Trump nałoży dodatkowe cło w wysokości 10% na kraje, które „dostosują się” do BRICS.

Prezydent USA Donald Trump zagroził nałożeniem dodatkowego cła w wysokości 10% na każdy kraj, który popiera to, co opisał jako „antyamerykańską politykę” BRICS, której liderzy, spotykając się w tę niedzielę w Rio de Janeiro w Brazylii, potępili sankcje i cła wykorzystywane jako narzędzie polityczne. „Każdy kraj, który popiera antyamerykańską politykę BRICS, będzie podlegał dodatkowemu cłu w wysokości 10%. Nie będzie żadnych wyjątków od tej polityki” – oświadczył na swoim koncie Truth Social.
Najemca rozpowszechnił tę wiadomość po tym, jak liderzy większości gospodarek wschodzących, w tym Brazylii, Chin, Indii, Rosji i RPA, wyrazili we wspólnym oświadczeniu swoje „głębokie zaniepokojenie” wzrostem taryf i innymi jednostronnymi środkami, które są sprzeczne z zasadami przewodnimi Światowej Organizacji Handlu (WTO) i „zniekształcają handel”, powodując wojny handlowe, które mogą „wpędzić światową gospodarkę w recesję lub jeszcze bardziej przedłużyć słaby wzrost”.
Oprócz polityki taryfowej, BRICS skrytykowały „nakładanie jednostronnych środków przymusu sprzecznych z prawem międzynarodowym” za ich „negatywne implikacje”. Żaden z członków grupy „nie narzuca ani nie popiera sankcji nieautoryzowanych przez Radę Bezpieczeństwa ONZ”, dodali w swoim oświadczeniu.
Prezydent USA groził już wcześniej nałożeniem stuprocentowych ceł na kraje BRICS, jeśli zrezygnują one z dolara jako punktu odniesienia w handlu międzynarodowym. Na to posunięcie nie zgodziły się w Rio.
Tuż przed swoją groźbą Trump ogłosił na tym samym portalu społecznościowym, że zacznie wysyłać listy „celne” do kilku krajów, począwszy od najbliższego poniedziałku, 7 lipca, zaledwie 48 godzin przed końcem 90-dniowego przedłużenia tzw. „wzajemnych” taryf ustanowionych przez jego administrację przed zawarciem umów handlowych.
„Z przyjemnością ogłaszam, że listy taryfowe Stanów Zjednoczonych i/lub umowy z kilkoma krajami na całym świecie zostaną dostarczone od godziny 12:00 (czasu lokalnego, 18:00 czasu hiszpańskiego) w poniedziałek 7 lipca” – powiedział kilka godzin po tym, jak powiedział reporterom, że „wierzę, że większość krajów osiągnie porozumienie do 9 lipca”.

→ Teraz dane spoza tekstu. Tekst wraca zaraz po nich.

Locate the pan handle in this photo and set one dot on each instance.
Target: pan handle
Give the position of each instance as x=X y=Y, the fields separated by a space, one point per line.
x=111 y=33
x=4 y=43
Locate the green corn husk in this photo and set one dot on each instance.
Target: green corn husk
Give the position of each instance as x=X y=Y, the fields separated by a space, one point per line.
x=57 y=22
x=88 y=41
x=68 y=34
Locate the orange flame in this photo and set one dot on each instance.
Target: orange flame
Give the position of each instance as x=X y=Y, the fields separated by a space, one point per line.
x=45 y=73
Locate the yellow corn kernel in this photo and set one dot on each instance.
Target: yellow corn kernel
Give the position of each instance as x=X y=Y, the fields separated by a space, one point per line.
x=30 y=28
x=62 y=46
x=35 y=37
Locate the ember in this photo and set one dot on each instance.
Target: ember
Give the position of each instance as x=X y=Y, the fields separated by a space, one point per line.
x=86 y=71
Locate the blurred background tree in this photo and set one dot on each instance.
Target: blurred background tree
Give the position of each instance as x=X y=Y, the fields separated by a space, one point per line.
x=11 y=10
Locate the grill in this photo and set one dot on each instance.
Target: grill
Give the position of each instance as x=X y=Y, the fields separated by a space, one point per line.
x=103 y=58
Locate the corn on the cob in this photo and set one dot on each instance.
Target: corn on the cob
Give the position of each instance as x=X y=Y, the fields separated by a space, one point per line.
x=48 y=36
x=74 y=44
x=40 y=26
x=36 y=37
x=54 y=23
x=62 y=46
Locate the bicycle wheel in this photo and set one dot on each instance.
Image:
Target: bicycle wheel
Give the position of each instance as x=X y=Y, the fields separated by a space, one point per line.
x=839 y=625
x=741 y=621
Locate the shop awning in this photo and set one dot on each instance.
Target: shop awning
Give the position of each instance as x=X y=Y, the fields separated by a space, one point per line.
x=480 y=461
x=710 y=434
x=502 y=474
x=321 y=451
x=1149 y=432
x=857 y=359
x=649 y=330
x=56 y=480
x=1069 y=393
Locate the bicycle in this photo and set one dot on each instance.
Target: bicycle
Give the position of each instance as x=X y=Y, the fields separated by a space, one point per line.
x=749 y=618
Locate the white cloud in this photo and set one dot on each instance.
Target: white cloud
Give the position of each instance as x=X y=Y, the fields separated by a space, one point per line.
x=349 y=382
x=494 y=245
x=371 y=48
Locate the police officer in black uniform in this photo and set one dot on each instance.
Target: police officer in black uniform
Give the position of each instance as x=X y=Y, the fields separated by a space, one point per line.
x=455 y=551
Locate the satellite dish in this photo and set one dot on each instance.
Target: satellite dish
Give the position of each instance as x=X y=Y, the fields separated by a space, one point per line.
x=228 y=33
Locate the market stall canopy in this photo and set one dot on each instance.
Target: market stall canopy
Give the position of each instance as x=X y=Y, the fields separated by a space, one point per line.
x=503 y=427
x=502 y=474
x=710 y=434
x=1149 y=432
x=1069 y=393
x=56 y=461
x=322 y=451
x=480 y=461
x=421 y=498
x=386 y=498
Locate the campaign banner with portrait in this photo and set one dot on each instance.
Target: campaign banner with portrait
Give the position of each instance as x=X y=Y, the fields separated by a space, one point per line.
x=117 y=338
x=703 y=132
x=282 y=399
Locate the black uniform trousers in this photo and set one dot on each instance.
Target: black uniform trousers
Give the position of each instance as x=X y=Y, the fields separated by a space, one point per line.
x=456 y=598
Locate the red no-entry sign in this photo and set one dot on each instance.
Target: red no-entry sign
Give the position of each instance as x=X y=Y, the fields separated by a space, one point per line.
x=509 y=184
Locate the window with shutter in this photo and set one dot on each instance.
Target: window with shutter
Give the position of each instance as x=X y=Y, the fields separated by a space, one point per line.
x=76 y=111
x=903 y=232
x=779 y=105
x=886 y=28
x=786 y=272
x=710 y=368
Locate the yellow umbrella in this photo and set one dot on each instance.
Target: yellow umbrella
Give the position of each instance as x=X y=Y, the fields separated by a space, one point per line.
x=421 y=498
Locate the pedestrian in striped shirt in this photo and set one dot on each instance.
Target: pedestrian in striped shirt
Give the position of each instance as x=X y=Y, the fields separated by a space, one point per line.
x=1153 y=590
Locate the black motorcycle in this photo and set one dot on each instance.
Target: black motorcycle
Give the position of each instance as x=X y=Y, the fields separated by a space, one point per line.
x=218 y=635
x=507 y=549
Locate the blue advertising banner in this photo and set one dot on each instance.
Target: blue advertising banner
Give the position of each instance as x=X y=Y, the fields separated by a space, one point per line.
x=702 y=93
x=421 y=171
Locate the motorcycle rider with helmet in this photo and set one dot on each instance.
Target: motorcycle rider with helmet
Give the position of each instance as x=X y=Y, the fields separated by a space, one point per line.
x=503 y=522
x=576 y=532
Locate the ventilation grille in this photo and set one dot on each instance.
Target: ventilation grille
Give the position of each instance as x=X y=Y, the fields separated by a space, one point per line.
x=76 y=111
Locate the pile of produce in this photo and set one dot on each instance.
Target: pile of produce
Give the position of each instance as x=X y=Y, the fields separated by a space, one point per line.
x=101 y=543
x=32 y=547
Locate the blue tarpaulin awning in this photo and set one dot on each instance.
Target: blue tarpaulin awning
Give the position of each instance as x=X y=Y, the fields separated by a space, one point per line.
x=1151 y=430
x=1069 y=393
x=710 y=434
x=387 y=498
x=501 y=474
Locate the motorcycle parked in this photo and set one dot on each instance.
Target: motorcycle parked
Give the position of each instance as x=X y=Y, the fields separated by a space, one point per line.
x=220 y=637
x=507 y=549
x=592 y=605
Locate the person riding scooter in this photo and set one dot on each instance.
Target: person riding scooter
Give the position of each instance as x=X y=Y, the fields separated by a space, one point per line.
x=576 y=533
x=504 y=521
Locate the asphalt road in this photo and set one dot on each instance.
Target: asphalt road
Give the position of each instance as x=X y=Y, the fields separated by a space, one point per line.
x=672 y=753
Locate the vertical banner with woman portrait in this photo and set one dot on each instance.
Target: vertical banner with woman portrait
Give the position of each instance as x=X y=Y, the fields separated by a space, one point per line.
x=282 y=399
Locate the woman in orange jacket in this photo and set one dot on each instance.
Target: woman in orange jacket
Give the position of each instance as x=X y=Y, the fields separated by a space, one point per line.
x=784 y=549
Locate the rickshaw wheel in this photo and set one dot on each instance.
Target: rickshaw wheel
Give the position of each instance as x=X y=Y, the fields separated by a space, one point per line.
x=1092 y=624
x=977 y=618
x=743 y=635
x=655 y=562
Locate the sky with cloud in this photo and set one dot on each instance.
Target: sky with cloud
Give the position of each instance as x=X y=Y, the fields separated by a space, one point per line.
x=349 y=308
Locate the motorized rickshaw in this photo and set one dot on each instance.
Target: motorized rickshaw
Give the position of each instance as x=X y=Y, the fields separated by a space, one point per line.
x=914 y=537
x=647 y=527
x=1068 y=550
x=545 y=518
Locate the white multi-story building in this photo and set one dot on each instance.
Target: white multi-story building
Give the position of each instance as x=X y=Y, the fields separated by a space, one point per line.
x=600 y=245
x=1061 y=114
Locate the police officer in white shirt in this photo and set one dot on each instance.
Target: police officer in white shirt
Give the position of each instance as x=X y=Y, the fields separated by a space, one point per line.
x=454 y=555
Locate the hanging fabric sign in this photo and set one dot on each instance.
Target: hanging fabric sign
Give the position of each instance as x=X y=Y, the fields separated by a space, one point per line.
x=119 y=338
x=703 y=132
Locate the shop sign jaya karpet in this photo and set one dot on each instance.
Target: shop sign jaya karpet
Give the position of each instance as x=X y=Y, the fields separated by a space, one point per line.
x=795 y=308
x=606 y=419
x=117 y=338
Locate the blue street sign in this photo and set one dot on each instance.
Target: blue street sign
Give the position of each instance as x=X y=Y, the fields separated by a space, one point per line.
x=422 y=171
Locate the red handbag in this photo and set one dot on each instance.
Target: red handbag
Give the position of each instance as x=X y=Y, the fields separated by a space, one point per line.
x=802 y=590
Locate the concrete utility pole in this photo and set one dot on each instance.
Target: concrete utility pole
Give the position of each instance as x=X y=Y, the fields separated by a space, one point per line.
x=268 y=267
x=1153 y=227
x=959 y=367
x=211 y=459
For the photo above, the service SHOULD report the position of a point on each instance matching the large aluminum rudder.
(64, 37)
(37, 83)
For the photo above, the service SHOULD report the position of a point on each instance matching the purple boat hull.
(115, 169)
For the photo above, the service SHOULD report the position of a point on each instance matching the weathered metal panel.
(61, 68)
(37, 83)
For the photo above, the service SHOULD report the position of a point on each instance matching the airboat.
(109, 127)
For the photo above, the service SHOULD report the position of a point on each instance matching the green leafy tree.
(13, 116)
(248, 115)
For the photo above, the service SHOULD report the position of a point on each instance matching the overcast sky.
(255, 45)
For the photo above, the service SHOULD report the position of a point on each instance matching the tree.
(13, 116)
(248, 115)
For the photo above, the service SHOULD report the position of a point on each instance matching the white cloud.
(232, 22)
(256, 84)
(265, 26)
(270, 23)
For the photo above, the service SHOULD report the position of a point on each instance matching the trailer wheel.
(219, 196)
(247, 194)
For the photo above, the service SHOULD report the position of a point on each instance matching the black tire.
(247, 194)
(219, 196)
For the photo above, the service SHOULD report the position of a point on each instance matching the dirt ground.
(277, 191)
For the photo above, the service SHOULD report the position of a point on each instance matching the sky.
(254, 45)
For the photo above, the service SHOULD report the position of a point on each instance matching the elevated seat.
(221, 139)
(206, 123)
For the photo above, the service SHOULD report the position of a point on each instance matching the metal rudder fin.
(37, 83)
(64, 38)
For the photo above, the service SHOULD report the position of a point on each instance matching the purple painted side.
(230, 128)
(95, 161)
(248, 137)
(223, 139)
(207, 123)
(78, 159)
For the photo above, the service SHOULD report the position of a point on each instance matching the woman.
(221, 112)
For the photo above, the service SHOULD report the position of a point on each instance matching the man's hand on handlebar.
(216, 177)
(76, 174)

„Zawarliśmy też umowy, więc będziemy mieli różne karty, i niektóre umowy zostały już zawarte” – dodał w oświadczeniach przekazanych przez agencję prasową Bloomberg.
Sekretarz handlu USA Howard Lutnick potwierdził, że taryfy celne dla poszczególnych krajów zaczną obowiązywać 1 sierpnia, co wydaje się być wytchnieniem dla partnerów handlowych Stanów Zjednoczonych. „Taryfy zaczną obowiązywać 1 sierpnia, ale prezydent ustala stawki i umowy już teraz” — powiedział w obecności Trumpa.
Sekretarz Skarbu Scott Bessent oświadczył w niedzielę w wywiadzie dla CNN, że „następne 72 godziny będą gorączkowe”. „W listach powiemy (krajom), że jeśli nie przyspieszą sytuacji, 1 sierpnia powrócą do poziomu taryf z 2 kwietnia” – dodał.
Bessent wskazał, że 1 sierpnia „nie jest nowym terminem”, ale nie odniósł się również do tego, co dokładnie wydarzy się 9 sierpnia. „1 sierpnia to dzień, w którym zacznie się to dziać (przywrócenie taryf). I jeśli chcą przyspieszyć, świetnie. A jeśli chcą powrócić do pierwotnej taryfy (z kwietnia), to zależy od was” – wyjaśnił.